I'd have otherwise guessed that this tool mainly exists just to test lib25519. Personally I'd only ever want a library, or some higher-level tool. A CLI tool that just does raw signing feels like a weird (and footgun-shaped) middle ground.

3 comments

This mostly exists to test lib25519 and ostensibly to build systems with shell scripts (though: few people would do that). It is a weird and footgun-shaped middle ground.
It's why no one has succeeded in replacing GPG: you need a lot of systems to work in order to have an actual viable one, the ability to spit out signatures from keys is required but not sufficient.
GPG is pervasive for the same reason git is pervasive: network effects. There are plenty of better alternatives.
Such as? I need an alternative which supports commutative trust relationships of some sort which are revocable.
You (knowingly?) picked the one counter example, lol. Web of trust is the one application of PGP/GPG for which there isn’t a product ready replacement tool to point towards. GPG is built around web of trust, but this is generally believed to have been a very, very bad idea and the source of innumerable security problems for nearly every application that has tried to make use of it.

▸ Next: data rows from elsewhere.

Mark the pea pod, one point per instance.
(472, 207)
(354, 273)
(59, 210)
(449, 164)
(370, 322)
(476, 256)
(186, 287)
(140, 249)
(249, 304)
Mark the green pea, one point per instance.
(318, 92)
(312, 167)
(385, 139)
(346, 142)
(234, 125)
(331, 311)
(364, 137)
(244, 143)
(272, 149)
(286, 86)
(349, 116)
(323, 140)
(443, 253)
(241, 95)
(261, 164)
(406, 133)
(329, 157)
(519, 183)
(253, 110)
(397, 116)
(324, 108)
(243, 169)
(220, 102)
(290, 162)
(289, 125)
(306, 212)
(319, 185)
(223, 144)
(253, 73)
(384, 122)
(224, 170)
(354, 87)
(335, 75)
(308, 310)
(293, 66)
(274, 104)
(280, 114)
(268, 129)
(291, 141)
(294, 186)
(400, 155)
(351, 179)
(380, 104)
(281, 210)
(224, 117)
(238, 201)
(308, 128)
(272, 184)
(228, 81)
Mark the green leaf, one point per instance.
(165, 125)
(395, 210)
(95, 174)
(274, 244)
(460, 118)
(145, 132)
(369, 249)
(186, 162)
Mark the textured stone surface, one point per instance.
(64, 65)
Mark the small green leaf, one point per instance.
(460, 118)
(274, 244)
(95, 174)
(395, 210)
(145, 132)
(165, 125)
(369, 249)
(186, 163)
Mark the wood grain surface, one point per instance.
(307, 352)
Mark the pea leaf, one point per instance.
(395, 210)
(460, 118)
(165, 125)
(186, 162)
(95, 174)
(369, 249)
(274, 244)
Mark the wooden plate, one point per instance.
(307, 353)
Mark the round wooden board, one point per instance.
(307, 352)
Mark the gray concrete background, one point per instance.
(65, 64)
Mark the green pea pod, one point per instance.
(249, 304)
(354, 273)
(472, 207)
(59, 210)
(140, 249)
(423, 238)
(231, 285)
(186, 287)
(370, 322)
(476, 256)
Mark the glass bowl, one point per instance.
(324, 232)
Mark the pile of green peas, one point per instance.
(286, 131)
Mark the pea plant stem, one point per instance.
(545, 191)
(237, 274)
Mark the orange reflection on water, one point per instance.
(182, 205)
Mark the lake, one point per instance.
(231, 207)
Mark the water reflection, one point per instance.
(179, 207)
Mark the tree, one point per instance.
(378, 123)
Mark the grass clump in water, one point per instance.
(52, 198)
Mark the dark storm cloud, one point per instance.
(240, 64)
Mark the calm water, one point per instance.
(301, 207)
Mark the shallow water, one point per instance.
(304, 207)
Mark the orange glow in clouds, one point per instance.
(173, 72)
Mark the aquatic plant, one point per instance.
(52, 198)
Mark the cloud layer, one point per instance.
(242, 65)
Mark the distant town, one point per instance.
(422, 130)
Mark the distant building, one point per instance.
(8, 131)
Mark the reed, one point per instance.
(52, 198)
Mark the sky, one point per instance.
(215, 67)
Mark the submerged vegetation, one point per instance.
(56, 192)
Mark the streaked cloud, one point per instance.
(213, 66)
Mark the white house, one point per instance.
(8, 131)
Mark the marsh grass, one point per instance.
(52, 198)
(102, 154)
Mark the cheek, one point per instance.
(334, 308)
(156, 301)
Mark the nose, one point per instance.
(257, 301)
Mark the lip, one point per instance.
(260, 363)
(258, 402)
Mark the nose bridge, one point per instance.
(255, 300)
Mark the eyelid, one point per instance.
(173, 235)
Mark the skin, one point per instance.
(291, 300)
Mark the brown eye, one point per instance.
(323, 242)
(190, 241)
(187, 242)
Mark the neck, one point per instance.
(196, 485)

The GPG replacements I would point to are purpose-built for specific domains and eschew web of trust:

https://soatok.blog/2024/11/15/what-to-use-instead-of-pgp/

That said, you might find what you are looking for in the Rebooting Web of Trust project, and the various decentralized identity (DID) implementations that have come out of it:

https://www.weboftrust.info/

No I picked the case I'm dealing with most commonly: which is establishing trust. X509 certs will also do this.

I have numerous criticisms of the GPG system but it's not a solution to just not implement any solution at all: I.e. I need revocation lists, I need intermediate keys, I need the ability to establish alternate chains of trust or promote a chain to trusted. Some of this is very hard to do with x509 even or not will supported.

Trust meaning who you should do business with? Whose advice you should take?

Rather than “trust” you mean something very specific: whether a key was issued by an entity, or attested to from a set of authorities. The “web of trust” model that PGP/GPG supports is not the ideal means of implementing this.

Keybase or any of the tools inspired by keybase (foks.pub etc)
Isn’t keybase to GPG what github is to git?
> I'm curious, what do you actually use it for?

FTA:

> These tools allow lib25519 to be easily used from shell scripts.

I've never used ed25519-cli, but not having to use a library is nice for someone who isn't a programmer.

The Venn diagram of "not a programmer" and "can safely use Ed25519" is two non-overlapping circles.
"this app needs me to generate a key and point to it in config" is plenty of overlap
If you just want a raw ed25519 private key then `head -c32 /dev/urandom` does the job. But usually you want a DER/PEM wrapper or similar, which the openssl cli tools handle nicely.
I don't consider myself a programmer and I can use Ed25519 safely. I do however understand computing fairly well.
I consider myself a programmer and ed25519-understander, but the idea of using it directly within a shell script terrifies me.
Simply combine this tool with `openssl enc` and your shell script is as secure as any shell script could be
Someone writing shell scripts is a programmer, for better or worse.